На другой день немцы, собрав все имевшиеся в распоряжении силы, устроили карательную экспедицию, которая не обнаружила ничего, кроме остатков лагеря. Когда она вернулась на базу, даль уже содрогалась от грома артиллерии. Тем временем в тесном вестибюле маленькой горной церкви, километрах в двадцати пяти к западу, Валь ди Сарат дружески беседовал с принцем.
— Если не ответите на мои вопросы удовлетворительно, мне ничего не останется, как вывести вас и расстрелять.
Принц так часто думал о неизбежности расстрела, что чуть ли не с облегчением услышал эту произнесенную спокойно, бесстрастно жуткую угрозу. Появилась почва для дискуссии.
— Вы бы не расстреляли меня в церкви, — услышал он собственный голос.
— Нет, я бы вас вывел, — ответил Валь ди Сарат, — хотя в подобных делах всякое представление о моральных критериях уничтожено. Вчера ваши солдаты сожгли церковь в Сан-Рокко, так что нелепо полагать, будто ваша смерть в церкви явилась бы таким уж святотатством. К тому же, — он указал на каменные плиты в нефе, — вы оказались бы в хорошей компании. Там уже лежат четверо или пятеро покойников.
Принц счел эту шутку безвкусной и сказал об этом. Валь ди Сарат высказал мнение, что вся война была весьма безвкусной, и что лично он не настолько тщеславен, дабы полагать, будто может улучшить ее характер одним благородным поступком.
— Каким, например? — спросил принц.
— Например, пристойно расстреляв вас за стенами церкви, — ответил Валь ди Сарат.
— Чего вы хотите от меня? — спросил принц, похолодевший от этого легкомыслия.
— Название вашей части.
— Сто восьмой пехотный полк, военный округ Дармштадт.
Валь ди Сарат записал.
— Теперь сведения об этом Винтершильде.
— Откуда вы знаете его фамилию?
Валь ди Сарат рассказал об их турнире, в меру приукрасив подробности.
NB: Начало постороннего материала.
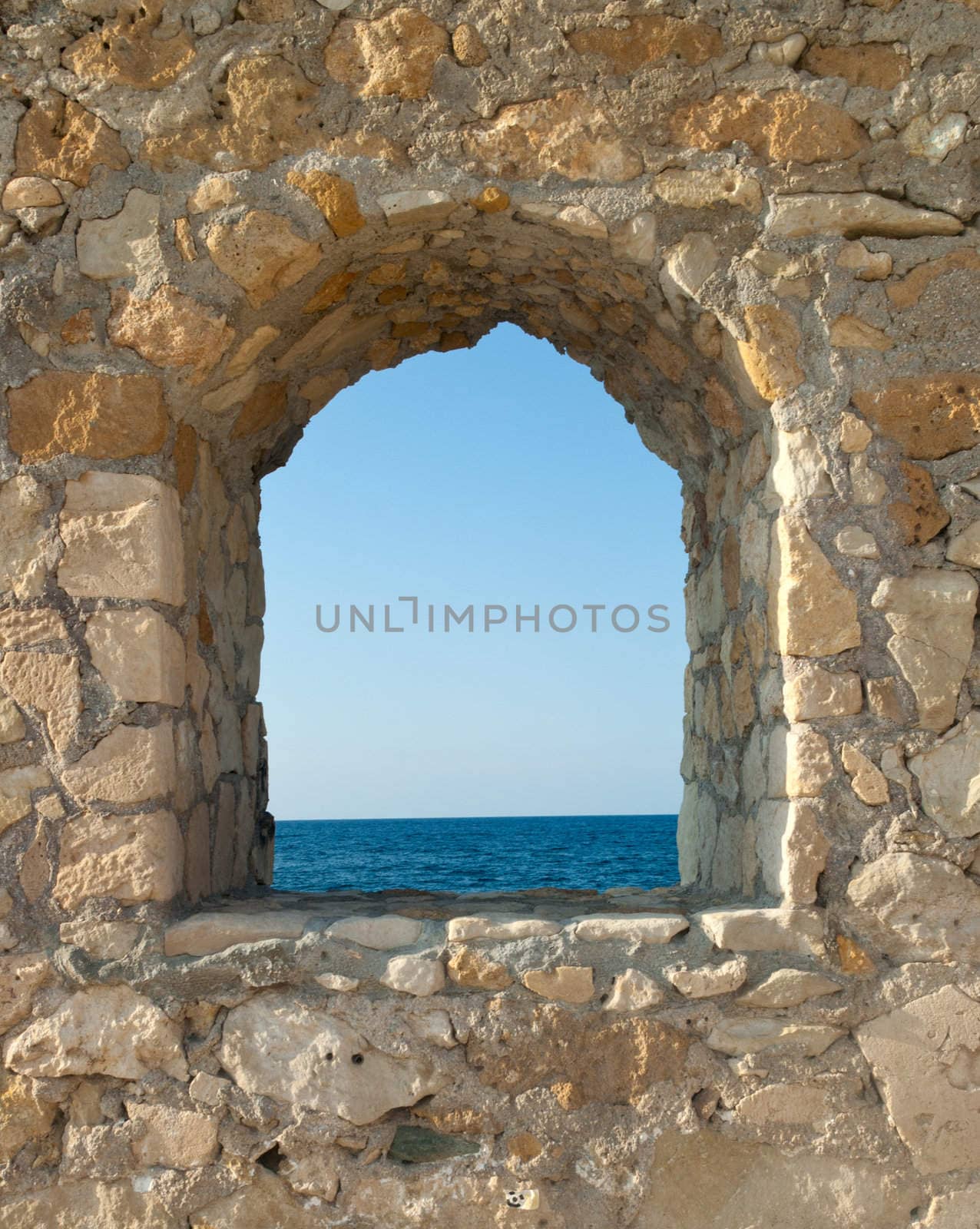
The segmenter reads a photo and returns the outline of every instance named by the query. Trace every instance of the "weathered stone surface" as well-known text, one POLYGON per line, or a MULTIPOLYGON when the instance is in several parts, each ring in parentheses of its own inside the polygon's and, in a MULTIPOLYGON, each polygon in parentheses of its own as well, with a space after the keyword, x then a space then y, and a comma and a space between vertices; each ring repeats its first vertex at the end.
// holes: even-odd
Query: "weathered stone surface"
POLYGON ((851 399, 914 460, 935 461, 980 444, 980 376, 973 371, 903 376, 851 399))
POLYGON ((739 1007, 798 1007, 812 998, 839 994, 842 989, 840 982, 831 981, 823 973, 812 973, 802 968, 777 968, 765 981, 739 994, 736 1003, 739 1007))
POLYGON ((96 611, 85 639, 92 665, 119 699, 183 704, 184 643, 158 611, 96 611))
POLYGON ((532 968, 521 981, 542 998, 558 999, 561 1003, 588 1003, 594 993, 592 968, 582 965, 532 968))
POLYGON ((50 785, 52 775, 41 764, 0 772, 0 832, 31 814, 31 790, 50 785))
POLYGON ((585 943, 669 943, 688 925, 679 913, 609 913, 582 918, 571 930, 585 943))
POLYGON ((77 658, 64 653, 7 651, 0 662, 0 687, 21 708, 44 714, 56 751, 71 746, 82 708, 77 658))
POLYGON ((128 1101, 126 1115, 146 1128, 133 1141, 133 1155, 140 1165, 199 1169, 217 1156, 217 1118, 144 1101, 128 1101))
POLYGON ((847 898, 888 956, 980 961, 980 886, 949 862, 887 853, 856 871, 847 898))
POLYGON ((217 268, 244 290, 253 307, 312 273, 321 258, 319 243, 301 238, 285 218, 265 209, 214 225, 205 242, 217 268))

— Нет нужды говорить вам, что он фанатичный нацист, — сказал принц.
— Или фанатичный немец?
— Вам не оскорбить меня этими словами. Я австриец и непримиримый противник прусского духа. Винтершильду около двадцати четырех лет, родом он, по-моему, из Лангензальцы, городка в Тюрингии, очень неприятный тип — я почти ничего не знаю о нем. Помнится, он как-то сказал, что, когда принял боевое крещение, был вынужден изнасиловать женщину в какой-то деревне.
— Вынужден? — засмеялся Валь ди Сарат. — Чем? Esprit de corps?[42]
На лице принца появилось уязвленное выражение.
— Прошу прощенья за очередную безвкусицу, — сказал Валь ди Сарат, стараясь выглядеть серьезным. — Продолжайте.
— Он поведал мне о том случае, — снова заговорил принц, — и сказал, что, как ни отвратительно было ему собственное поведение, впоследствии оно возвысило его в собственных глазах. Это довольно трагично, если только в наше время есть еще что-то трагичное. Он сказал — я убежден, совершенно искренне, — что после этого никогда не женится. Чувствовал себя в определенном смысле нечистым — как ни парадоксально, у таких людей есть нечто абсурдно нравственное, даже пуританское. Но при всем своем пуританстве он прежде всего солдат. Помню, как он шутливо сказал, что любовью для него будет то, что можно купить за деньги.
— Шутливо?
— Да, но это была не шутка.
Валь ди Сарат записал еще кое-что и заметил необычно спокойным, сочувственным тоном:
— Вы совершенно правы, это довольно трагично, для итальянца весьма трагично. Теперь назовите фамилии других офицеров.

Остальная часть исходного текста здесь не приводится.